This difficult experience lived the water crisis in Monterrey in the past year will require a change of thought, but above all, of paradigm.

By Rosario Sanchez

In the novel La Leyenda de Los Soles (1993), Homero Aridjis describes an overpopulated Mexico and a water shortage in the Valley of Mexico so severe that its inhabitants assault water pipes at the entrance to the city. In other words, people in the novel are experiencing a crisis.

Perhaps the first premise of Aridjis’s novel has not happened yet, but the second became a reality this year in Monterrey. The water crisis or water shortage suffered by the most populous city in the north of the country is not only the result of problems in water management policies, but also an indicator that a vast region of North America – which includes the United States – could live similar scenarios if no urgent action is taken.
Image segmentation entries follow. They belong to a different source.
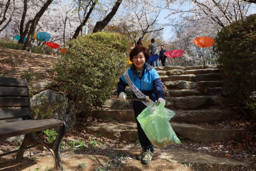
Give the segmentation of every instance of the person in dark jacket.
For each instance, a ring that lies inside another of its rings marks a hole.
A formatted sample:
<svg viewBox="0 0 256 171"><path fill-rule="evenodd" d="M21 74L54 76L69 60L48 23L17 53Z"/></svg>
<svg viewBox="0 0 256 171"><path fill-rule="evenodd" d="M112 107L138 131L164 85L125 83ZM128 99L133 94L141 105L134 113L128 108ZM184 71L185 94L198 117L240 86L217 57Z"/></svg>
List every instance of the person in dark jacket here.
<svg viewBox="0 0 256 171"><path fill-rule="evenodd" d="M161 60L163 67L165 66L165 61L167 59L167 57L164 54L164 53L166 52L166 50L163 49L164 47L163 45L161 45L161 50L159 52L159 61Z"/></svg>
<svg viewBox="0 0 256 171"><path fill-rule="evenodd" d="M120 78L118 83L117 93L120 99L125 101L126 96L124 92L125 87L129 85L133 90L133 97L146 99L145 96L148 96L151 100L150 104L134 100L133 105L139 139L142 147L140 154L136 158L141 160L142 163L148 164L151 162L155 147L147 137L137 118L144 109L157 100L165 104L163 99L164 94L163 84L157 70L145 62L149 58L147 48L143 45L137 45L131 50L129 56L130 60L133 64Z"/></svg>
<svg viewBox="0 0 256 171"><path fill-rule="evenodd" d="M137 45L139 44L143 45L143 40L141 38L140 38L137 42Z"/></svg>

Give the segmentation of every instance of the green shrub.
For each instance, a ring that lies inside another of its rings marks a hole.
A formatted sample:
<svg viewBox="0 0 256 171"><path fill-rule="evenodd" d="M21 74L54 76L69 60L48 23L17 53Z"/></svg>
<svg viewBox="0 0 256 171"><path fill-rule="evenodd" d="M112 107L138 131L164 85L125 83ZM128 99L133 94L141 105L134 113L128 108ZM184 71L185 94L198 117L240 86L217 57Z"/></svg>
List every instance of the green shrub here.
<svg viewBox="0 0 256 171"><path fill-rule="evenodd" d="M90 111L112 94L127 69L129 43L116 33L104 32L78 37L68 42L67 52L52 71L60 90L70 94L78 112Z"/></svg>
<svg viewBox="0 0 256 171"><path fill-rule="evenodd" d="M54 53L52 49L45 45L31 47L31 52L40 54L51 55Z"/></svg>
<svg viewBox="0 0 256 171"><path fill-rule="evenodd" d="M250 95L256 86L256 14L224 27L215 38L214 50L233 97L244 114L255 113Z"/></svg>
<svg viewBox="0 0 256 171"><path fill-rule="evenodd" d="M21 50L23 46L23 44L18 43L18 42L16 41L0 40L0 47L12 49Z"/></svg>

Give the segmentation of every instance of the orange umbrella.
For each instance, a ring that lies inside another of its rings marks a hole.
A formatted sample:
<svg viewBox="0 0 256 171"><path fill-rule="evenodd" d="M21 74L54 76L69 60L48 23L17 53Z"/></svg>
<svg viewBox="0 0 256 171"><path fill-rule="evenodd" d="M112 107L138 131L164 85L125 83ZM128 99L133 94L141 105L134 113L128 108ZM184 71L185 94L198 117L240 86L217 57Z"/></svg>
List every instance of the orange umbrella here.
<svg viewBox="0 0 256 171"><path fill-rule="evenodd" d="M198 46L204 48L211 46L215 43L212 38L205 36L196 38L193 42Z"/></svg>
<svg viewBox="0 0 256 171"><path fill-rule="evenodd" d="M67 53L67 48L61 48L61 49L59 49L59 51L60 51L60 52L61 52L61 53L64 53L64 54L65 54L65 53Z"/></svg>

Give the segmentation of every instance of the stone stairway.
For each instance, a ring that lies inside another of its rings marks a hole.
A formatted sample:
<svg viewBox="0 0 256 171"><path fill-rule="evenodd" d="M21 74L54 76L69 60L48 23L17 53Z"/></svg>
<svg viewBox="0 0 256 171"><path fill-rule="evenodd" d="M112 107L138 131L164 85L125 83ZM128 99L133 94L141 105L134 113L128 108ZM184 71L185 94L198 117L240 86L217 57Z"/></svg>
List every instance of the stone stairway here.
<svg viewBox="0 0 256 171"><path fill-rule="evenodd" d="M216 65L155 69L163 85L165 107L176 113L170 122L177 135L195 142L214 142L244 130L230 128L227 122L223 126L223 122L235 113L228 108L219 107L232 107L232 99ZM130 100L109 99L104 106L108 110L94 111L92 116L99 119L113 118L119 123L90 125L85 128L87 133L100 132L102 136L115 140L134 139L137 133L131 104Z"/></svg>

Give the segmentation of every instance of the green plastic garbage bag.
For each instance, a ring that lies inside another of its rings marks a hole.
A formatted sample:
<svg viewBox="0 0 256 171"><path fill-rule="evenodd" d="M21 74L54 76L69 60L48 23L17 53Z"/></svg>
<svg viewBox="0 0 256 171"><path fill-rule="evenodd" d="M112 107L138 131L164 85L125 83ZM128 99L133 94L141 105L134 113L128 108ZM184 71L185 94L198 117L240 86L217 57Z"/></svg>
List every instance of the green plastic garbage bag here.
<svg viewBox="0 0 256 171"><path fill-rule="evenodd" d="M151 143L161 148L180 143L169 122L175 114L165 108L163 103L157 102L143 110L137 119Z"/></svg>

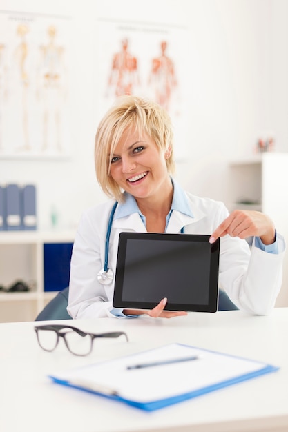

What happened in Monterey?

In short, the city’s water needs (approximately 15,000 liters per minute) collided with a drop in supply to less than 12,000 liters per second between the months of February and August. That, and a sum of factors that, combined, resulted in a decrease in the supply of water and generated a crisis.

The combination of factors pushed this water crisis to the limit in Monterrey. However, it is not exclusive to this city. According to the Atlas of Water Vulnerability in Mexico to Climate Change (Conagua 2015), the basins of the Valley of Mexico, northern Sinaloa, the Conchos River in Chihuahua, and the Lerma River basin that provides water to the Bajío have a very high vulnerability in the face of prolonged droughts.

Avoid water crisis

The United States also has similar problems with cities in Mexico that share a close geographic relationship, such as the Texas Valley and the entire state of California, which could experience severe water shortages in the coming years.

Preventing the recurrence of water crises in metropolises like Monterrey and Homero Aridjis’s prophecy from becoming a daily scene will require money, a saving culture, new habits, and above all, a way of seeing water as a limited resource on which we depend and that we need to learn how to grow in harmony with our environment. In other words, a paradigm shift.